Police ‘won’t be pushed by media’ into making premature Fermanagh abuse arrests
A senior officer told MPs it would take time to interview people who have made claims of historical abuse in Co Fermanagh.
Police investigating claims of historical abuse in Co Fermanagh will not be pushed by the media into making premature arrests, a senior officer has said.
Assistant Chief Constable Barbara Gray defended the police’s handling of the allegations after being asked at a Westminster committee why no one had been detained and questioned.
Co Fermanagh newspaper the Impartial Reporter has provided a platform for dozens of alleged victims to tell their stories over the last eight months.
The paper said it has received claims relating to more than 60 alleged abusers.
Police have been attempting to interview those who have come forward to the paper.
DUP MP Ian Paisley asked Ms Gray for an update on the investigation as she appeared alongside Chief Constable Simon Byrne at the Northern Ireland Affairs Committee.
“The investigation is being led by the Public Protection Branch – the investigative process is absolutely moving forward,” she said.
“We are seeking to ensure this a victim-centred investigation, and witnesses have been interviewed by police, but those interviews have had to take place with, as you would expect, the most suitably trained officers, and specially trained officers, to deal with vulnerable victims.
“So some of those have been quite lengthy and they have had to be, to provide the absolutely essential support for the victims.

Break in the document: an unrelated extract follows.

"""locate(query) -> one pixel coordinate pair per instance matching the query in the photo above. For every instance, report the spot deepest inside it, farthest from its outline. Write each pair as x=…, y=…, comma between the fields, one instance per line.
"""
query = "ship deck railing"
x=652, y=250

“But I am content that we, as a police service and within the department, are moving forward with those investigations and we have had to do those at the investigative pace that is thorough, victims-centred and not, I suppose, necessarily to be pushed by the media around this, when we have to ensure we have best evidence before we move to the point of executive action, which should it be an arrest and questioning phase.”